Even a day later, I'm still smiling about certain scenes in the Coen Brothers' "Burn After Reading". There's the (almost in-joke like) way that Osborne Cox (John Malkovich) mumbles "and what the fu** is Palmer doing here?" in the opening scene, referring to some nameless guy sitting behind him. Then there's the way Chad (Brad Pitt, in a soon-to-be iconic performance for the Coen Brothers loose-screw catalog of personalities) carries out his first blackmail phone call to Cox- a scene and line reading that got the hardest laughter I've ever felt in a movie theater from a crowd. And then we have the chair that Harry (Goerge Clooney) builds for his wife. I'll let that visual joke stand on its own. The point in all this? There may be snide and simple critical pans about the Coen Brothers lack of artistic determination post-Oscar, but for my money "Burn After Reading" is a near perfect example of two filmmakers who boundlessly jump from genre to genre without a hint of pretension. "Burn After Reading" will needlessly be compared to "The Big Lebowski" for nothing less than the fact it was the comedic follow-up to their other previous reach for critical acceptance with "Fargo". I'm prepared to say that "Burn After Reading" should (and will) hold up as an equal counterpart to that bawdy LA noir we all know and love.
Like the best of their work, "Burn After Reading" places us, geographically, in a very specific time and place. This time its current Washington DC, Langley and Georgetown. An added bonus to all this- filmed in DC along some of the very same sights I walked three weeks ago including the memorial bridge and those green park benches that line the reflecting pond in between the Washington Monument and the Lincoln Memorial. Like "The Big Lebowski", "Burn After Reading" tries to settle into a genre (the spy thriller) but never really commits. There is some talk of selling intelligence secrets, but the main people are just as clueless about their plan as the kidnappers in "The Big Lebowski". The real focus of "Burn After Reading" is the ill-conceived and completely inane motivations that drive screw ball personalities into even screwier circumstances. Everyone is sleeping with someone else, there may (or may not be) people tailing Justice department employee George Clooney and there's a head of the CIA (played to whimsical perfection by J.K. Simmons) who just wants everything to go away. Every line of dialogue, every stutter, every puppy-dog glance by fitness manager Richard Jenkins and every long drawn out speech by Tilda Swinton's lawyer (we know how the Coen's love verbose 40's speak right?) hit the right note in the Coen universe. These aren't real people, but humorously designed personalities that leap off the screen. And when you throw in top secret intelligence and blackmail, well then the whole affair gets messy. "Burn After Reading" excels in the messiness and ends on such a jarring note, that the Coen Brothers are quickly becoming masters of the anti-climactic finale in their last two films. Judging from some of the reactions I heard while leaving the theater, people are just as dumbfounded and upset due to the film's lack of a 'logical' conclusion as they were about "No Country For Old Men" and its contemplative cut to black. Jarring in both cases, yes, but for me they both work exceptionally.

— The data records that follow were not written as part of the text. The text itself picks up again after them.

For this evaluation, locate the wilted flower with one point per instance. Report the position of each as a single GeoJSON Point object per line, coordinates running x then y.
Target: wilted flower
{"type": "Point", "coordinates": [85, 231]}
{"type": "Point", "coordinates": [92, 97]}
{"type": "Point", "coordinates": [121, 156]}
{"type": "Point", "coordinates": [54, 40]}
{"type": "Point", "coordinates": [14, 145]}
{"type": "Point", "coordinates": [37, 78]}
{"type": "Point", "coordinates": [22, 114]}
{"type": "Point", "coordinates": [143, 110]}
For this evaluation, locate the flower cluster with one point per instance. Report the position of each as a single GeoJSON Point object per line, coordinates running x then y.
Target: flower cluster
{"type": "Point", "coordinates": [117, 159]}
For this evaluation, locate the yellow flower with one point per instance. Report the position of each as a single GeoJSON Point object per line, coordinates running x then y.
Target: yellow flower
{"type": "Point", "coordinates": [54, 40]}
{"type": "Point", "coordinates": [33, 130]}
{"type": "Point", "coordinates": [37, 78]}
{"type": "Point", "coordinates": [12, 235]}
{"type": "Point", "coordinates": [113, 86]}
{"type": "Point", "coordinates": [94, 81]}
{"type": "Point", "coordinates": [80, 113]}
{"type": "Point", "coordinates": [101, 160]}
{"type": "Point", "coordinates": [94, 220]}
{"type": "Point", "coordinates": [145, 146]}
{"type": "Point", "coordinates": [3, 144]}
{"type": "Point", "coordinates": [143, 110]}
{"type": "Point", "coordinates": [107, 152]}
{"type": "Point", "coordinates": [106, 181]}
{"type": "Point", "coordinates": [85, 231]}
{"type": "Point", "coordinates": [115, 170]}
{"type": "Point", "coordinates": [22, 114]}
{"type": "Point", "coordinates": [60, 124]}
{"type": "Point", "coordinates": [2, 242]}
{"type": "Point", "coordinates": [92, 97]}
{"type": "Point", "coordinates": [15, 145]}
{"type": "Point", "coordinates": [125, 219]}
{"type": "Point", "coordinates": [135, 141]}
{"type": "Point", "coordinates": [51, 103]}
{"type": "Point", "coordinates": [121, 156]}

I wrote an earlier post describing how "The Big Lebowski" is an eerily conceived re-interpretation of Ivan Passer's 1981 film "Cutter's Way". Not quite as overt, but "Burn After Reading" would serve as a blissful companion piece to Ronald Naeme's 1980 comedy "Hopscotch" about a CIA operative (Walter Matthau) who is demoted and then begins writing his memoirs, using each chapter as a taunting device to the agency as he mails it to them in pieces from around the world. Globetrotting and consistently entertaining in the same dry humor displayed by the Coen Brothers, "Hopscotch" is certainly more trusting of its character's intelligence, yet the world of the CIA bureaucracy is just as demented and infantile. While "Burn After Reading" cares less about the actual government agency and more about the paranoia of big brother, both films offer a dark and scandalous picture of Washington security bureaus. I'm not suggesting that the Coen Brothers have lifted any ideas. There's always room in this world for two great CIA comedies. "Burn After Reading" is also just simply a great "comedy".